Key Takeaways
1. The alliance between Trump and white evangelicals is rooted in a shared desire for a strongman, not a moral exemplar
Trump might not be able to correctly cite a single Bible verse, but his fearless, impulsive campaign was, after years of spineless establishment Republicans, finally putting political correctness in its place.
A transactional illusion. Many observers dismiss the evangelical embrace of Donald Trump as mere hypocrisy, assuming they traded their moral principles for political power. However, this transactional explanation ignores a deeper, emotional bond. Trump is idolized not because he is pious, but because he acts as a fearless strongman willing to fight their cultural battles.
The strongman appeal. For decades, conservative Christians felt betrayed by "establishment" politicians who failed to stop the expansion of progressive social changes. In Trump, they found a leader unbowed by political correctness, willing to aggressively attack their perceived enemies.
- He speaks the language of lost domination and grievance.
- He promises to restore white Christians to their rightful place.
- He is viewed as a "Cyrus" figure—an ungodly instrument chosen by God.
A theological shift. This relationship represents a profound shift from the era of the "values voter" to the era of the "Trump voter." Personal piety and biblical literacy are no longer litmus tests for leadership. Instead, raw power and a willingness to destroy the liberal order have become the ultimate spiritual virtues.
2. The Christian Right was born out of racial grievances and school segregation, not abortion
On the surface, the Christian right is saturated with rhetoric about “faith” and “values.” Its real driving force, though, was not religion but grievances over school desegregation, women’s rights, LGBTQ rights, affirmative action, and more.
The founding myth. The conventional narrative of the Christian Right claims the movement was mobilized by moral outrage over the 1973 Roe v. Wade Supreme Court decision. However, historical records reveal this is a carefully constructed origin myth. In the early 1970s, there was no evangelical consensus against abortion, and many Southern Baptists actually supported its legalization in various circumstances.
Racial backlash. The true catalyst for the movement was the federal government's effort to desegregate private Christian academies by stripping them of their tax-exempt status. When the IRS targeted institutions like Bob Jones University, fundamentalist leaders were galvanized into political action.
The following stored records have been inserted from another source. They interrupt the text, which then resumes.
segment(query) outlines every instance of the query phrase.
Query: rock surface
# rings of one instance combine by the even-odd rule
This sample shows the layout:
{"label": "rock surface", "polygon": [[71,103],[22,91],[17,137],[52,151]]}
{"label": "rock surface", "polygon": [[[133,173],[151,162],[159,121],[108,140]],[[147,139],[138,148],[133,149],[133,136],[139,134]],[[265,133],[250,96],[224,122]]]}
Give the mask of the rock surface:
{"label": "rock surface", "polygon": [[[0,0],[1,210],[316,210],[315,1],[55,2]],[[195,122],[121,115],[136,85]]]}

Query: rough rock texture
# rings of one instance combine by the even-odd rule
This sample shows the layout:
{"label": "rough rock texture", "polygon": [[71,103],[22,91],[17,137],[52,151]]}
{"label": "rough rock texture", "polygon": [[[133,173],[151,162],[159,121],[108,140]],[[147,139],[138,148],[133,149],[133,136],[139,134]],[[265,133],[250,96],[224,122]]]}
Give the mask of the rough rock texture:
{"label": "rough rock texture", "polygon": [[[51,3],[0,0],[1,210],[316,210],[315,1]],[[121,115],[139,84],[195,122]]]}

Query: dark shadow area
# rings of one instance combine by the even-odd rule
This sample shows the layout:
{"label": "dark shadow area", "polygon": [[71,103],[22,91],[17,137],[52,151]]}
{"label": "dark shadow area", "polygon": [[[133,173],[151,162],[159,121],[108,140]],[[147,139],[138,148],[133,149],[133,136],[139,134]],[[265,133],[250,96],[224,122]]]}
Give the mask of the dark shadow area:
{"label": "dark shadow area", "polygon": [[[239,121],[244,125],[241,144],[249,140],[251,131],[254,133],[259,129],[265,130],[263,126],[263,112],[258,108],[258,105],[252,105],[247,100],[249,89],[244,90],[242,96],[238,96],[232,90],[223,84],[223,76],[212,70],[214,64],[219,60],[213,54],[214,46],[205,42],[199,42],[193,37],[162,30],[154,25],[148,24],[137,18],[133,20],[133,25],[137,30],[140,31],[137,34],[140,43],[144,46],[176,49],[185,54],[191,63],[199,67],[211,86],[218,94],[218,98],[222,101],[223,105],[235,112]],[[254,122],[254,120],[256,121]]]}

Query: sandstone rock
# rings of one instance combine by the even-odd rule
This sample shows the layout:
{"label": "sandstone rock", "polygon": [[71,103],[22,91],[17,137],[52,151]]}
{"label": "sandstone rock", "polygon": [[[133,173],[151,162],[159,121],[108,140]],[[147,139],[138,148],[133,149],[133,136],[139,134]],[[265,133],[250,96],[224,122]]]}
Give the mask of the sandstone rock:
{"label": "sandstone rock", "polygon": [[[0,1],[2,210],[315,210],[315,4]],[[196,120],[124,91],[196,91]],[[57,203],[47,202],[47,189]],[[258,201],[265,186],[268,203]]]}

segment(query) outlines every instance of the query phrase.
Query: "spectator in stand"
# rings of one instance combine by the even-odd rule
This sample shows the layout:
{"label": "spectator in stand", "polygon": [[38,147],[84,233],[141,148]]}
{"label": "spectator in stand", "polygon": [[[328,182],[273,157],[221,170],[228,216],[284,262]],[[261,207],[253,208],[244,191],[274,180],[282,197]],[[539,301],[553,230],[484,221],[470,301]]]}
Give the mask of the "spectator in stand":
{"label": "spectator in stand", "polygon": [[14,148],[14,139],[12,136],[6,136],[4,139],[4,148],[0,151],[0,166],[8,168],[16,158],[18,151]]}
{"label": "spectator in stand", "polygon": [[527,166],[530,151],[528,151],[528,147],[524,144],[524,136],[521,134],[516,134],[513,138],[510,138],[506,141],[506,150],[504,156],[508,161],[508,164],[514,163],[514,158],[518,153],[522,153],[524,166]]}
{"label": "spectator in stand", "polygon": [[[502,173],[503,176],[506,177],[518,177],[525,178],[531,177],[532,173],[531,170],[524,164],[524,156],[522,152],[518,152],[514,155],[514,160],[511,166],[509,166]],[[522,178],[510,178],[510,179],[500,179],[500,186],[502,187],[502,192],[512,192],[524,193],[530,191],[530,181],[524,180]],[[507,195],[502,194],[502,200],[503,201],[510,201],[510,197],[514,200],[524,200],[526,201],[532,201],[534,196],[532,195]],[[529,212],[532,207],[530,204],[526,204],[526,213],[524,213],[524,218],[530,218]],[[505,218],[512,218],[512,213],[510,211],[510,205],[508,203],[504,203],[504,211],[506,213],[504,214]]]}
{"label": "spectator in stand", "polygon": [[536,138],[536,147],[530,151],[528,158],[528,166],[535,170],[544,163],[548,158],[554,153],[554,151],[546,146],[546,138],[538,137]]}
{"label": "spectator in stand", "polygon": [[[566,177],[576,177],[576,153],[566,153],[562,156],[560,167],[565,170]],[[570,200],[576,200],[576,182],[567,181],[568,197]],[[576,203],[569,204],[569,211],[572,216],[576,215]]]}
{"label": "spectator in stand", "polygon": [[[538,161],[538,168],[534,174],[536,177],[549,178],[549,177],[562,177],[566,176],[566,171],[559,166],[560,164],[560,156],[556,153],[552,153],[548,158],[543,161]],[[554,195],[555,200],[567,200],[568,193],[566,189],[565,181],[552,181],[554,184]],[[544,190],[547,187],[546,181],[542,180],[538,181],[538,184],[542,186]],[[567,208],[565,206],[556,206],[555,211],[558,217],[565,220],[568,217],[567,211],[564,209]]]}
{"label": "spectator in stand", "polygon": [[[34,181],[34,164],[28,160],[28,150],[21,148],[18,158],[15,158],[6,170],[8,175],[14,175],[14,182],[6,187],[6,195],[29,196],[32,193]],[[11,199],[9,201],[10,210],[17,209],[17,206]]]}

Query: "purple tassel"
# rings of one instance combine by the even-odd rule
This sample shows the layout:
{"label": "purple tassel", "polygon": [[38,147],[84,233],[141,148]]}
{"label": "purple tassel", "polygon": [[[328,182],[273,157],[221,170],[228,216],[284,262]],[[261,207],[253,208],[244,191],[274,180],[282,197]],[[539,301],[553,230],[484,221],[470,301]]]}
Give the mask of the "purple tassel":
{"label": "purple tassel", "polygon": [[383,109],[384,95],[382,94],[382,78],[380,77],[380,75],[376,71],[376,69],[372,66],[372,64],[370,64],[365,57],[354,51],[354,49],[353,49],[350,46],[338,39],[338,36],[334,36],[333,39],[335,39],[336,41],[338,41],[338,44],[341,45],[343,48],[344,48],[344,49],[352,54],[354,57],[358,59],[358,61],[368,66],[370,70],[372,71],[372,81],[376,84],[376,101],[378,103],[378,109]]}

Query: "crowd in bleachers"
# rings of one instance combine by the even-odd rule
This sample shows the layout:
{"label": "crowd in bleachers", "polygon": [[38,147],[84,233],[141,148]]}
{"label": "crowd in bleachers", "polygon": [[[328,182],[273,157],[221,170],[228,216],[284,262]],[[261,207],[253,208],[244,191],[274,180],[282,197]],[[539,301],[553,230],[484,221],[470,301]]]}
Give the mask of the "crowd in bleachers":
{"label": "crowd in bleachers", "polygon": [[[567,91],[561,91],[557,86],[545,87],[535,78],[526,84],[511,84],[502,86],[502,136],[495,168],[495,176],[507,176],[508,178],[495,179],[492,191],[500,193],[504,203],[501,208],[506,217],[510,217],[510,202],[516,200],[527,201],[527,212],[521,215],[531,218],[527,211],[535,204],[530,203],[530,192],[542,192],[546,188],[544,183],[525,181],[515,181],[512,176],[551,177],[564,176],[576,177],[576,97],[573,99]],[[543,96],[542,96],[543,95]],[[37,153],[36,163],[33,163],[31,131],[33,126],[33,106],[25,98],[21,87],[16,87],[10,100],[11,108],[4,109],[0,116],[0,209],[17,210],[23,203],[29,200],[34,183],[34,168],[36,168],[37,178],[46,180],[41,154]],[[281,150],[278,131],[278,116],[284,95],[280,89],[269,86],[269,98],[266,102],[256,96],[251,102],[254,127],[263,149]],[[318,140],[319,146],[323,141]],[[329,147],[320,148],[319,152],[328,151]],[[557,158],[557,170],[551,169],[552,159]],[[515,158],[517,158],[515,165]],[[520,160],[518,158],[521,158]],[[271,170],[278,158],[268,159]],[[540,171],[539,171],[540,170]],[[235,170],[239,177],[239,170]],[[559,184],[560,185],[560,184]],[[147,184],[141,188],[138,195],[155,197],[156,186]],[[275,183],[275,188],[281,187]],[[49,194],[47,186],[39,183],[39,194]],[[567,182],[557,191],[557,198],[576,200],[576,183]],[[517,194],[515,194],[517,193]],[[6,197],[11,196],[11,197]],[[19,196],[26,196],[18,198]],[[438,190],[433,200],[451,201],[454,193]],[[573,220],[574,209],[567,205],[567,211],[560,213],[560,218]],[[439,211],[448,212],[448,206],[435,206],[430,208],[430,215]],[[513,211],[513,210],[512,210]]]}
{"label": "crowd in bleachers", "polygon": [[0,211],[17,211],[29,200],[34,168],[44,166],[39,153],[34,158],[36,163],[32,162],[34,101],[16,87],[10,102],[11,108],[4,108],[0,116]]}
- They framed desegregation as an assault on "religious freedom."
- They viewed the federal government as an overbearing, tyrannical enemy.
- They organized massive letter-writing campaigns to protect their segregated schools.
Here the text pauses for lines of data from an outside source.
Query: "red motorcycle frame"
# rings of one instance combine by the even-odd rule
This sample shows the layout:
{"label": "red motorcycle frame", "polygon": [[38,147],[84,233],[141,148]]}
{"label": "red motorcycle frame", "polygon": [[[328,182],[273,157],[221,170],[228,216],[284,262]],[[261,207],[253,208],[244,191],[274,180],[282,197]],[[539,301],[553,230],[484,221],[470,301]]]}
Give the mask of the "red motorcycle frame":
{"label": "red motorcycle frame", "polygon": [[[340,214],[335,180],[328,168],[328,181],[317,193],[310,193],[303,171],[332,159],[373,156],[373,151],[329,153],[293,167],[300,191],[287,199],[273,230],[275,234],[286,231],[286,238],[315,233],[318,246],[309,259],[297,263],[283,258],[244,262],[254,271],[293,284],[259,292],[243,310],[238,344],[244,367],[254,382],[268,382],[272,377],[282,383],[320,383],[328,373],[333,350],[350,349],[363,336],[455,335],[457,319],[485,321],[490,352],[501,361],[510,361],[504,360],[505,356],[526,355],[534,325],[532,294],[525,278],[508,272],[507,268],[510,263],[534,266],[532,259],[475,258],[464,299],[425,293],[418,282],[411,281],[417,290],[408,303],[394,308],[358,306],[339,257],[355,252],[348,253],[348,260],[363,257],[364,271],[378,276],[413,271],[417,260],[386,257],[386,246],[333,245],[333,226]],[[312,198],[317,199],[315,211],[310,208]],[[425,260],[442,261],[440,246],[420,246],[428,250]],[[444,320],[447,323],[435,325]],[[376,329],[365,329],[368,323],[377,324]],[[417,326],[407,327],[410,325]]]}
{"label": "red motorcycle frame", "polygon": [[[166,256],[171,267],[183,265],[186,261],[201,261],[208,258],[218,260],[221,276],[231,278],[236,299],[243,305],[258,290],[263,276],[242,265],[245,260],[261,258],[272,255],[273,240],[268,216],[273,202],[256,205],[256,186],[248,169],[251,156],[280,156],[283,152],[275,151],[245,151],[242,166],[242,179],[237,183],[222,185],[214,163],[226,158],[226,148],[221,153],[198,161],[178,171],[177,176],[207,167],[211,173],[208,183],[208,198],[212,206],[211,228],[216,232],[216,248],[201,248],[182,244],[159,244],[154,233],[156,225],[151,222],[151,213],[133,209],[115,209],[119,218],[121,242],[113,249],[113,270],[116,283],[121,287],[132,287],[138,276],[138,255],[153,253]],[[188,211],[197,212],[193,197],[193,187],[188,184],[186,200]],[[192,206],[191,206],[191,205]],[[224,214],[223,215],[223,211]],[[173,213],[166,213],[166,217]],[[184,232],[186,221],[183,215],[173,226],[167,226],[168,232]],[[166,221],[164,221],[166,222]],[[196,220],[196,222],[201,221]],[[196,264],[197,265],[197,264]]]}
A lasting legacy. This history reveals that the Christian Right was built on a foundation of white grievance and resistance to civil rights. By cloaking racial backlash in the language of religious liberty, early organizers created a template that continues to define the movement's modern battles against LGBTQ equality and reproductive rights.
3. Televangelism and the prosperity gospel paved the cultural path for Trump's "anointed" leadership style
Trump is more like a televangelist than a politician—which is exactly why he was able to break the politician mold for evangelical voters who had come to believe that other presidential candidates, for all their faith talk, had ultimately failed to deliver government guided by “Christian” or “biblical” values.
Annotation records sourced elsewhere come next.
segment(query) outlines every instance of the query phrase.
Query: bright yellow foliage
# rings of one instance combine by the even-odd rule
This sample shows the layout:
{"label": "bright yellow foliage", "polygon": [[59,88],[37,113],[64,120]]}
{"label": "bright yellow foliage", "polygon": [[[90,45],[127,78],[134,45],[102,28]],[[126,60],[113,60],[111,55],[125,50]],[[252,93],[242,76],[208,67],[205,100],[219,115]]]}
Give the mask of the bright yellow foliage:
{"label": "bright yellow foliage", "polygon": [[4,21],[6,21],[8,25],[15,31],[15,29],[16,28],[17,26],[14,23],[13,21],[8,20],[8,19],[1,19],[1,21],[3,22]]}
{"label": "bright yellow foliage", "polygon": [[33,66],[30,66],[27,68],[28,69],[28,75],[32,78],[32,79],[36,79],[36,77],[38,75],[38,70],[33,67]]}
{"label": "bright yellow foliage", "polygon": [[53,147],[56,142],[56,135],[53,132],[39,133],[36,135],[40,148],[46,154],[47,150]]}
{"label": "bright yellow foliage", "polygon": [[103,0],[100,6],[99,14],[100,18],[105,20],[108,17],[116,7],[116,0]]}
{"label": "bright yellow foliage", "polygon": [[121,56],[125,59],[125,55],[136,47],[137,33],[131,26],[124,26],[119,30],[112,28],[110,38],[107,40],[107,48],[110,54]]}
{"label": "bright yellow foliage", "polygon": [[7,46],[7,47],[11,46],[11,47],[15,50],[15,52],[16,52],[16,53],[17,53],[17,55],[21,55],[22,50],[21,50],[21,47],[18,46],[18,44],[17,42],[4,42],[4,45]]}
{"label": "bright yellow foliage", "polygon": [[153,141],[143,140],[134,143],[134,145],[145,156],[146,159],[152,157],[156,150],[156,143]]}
The prosperity connection. Donald Trump's political style is deeply rooted in the world of American televangelism and the prosperity gospel. This theology teaches that God rewards faith with material wealth and physical health, transforming financial success into a sign of divine favor. Trump, a self-proclaimed billionaire who flaunts his wealth, fit perfectly into this worldview.
Unquestioned authority. Televangelism thrives on charismatic, authoritarian leaders who demand absolute obedience and claim to receive direct revelations from God. In this environment, criticism of the leader is viewed as a demonic attack on "God's anointed."
- Trump demands absolute loyalty from his cabinet and followers.
- He uses showmanship and magical promises to captivate audiences.
- He is shielded from accountability by pastors who claim he is chosen by God.
The role of Paula White. Televangelist Paula White served as the crucial bridge between Trump and the evangelical community. By portraying Trump as a "baby Christian" who applied biblical principles to business, she helped legitimize his character to millions of viewers, eventually earning a prominent role in his administration.
4. "Religious liberty" has been weaponized as a blueprint to roll back civil rights for minority groups
The draft was the Christian right’s wish list for the Trump presidency.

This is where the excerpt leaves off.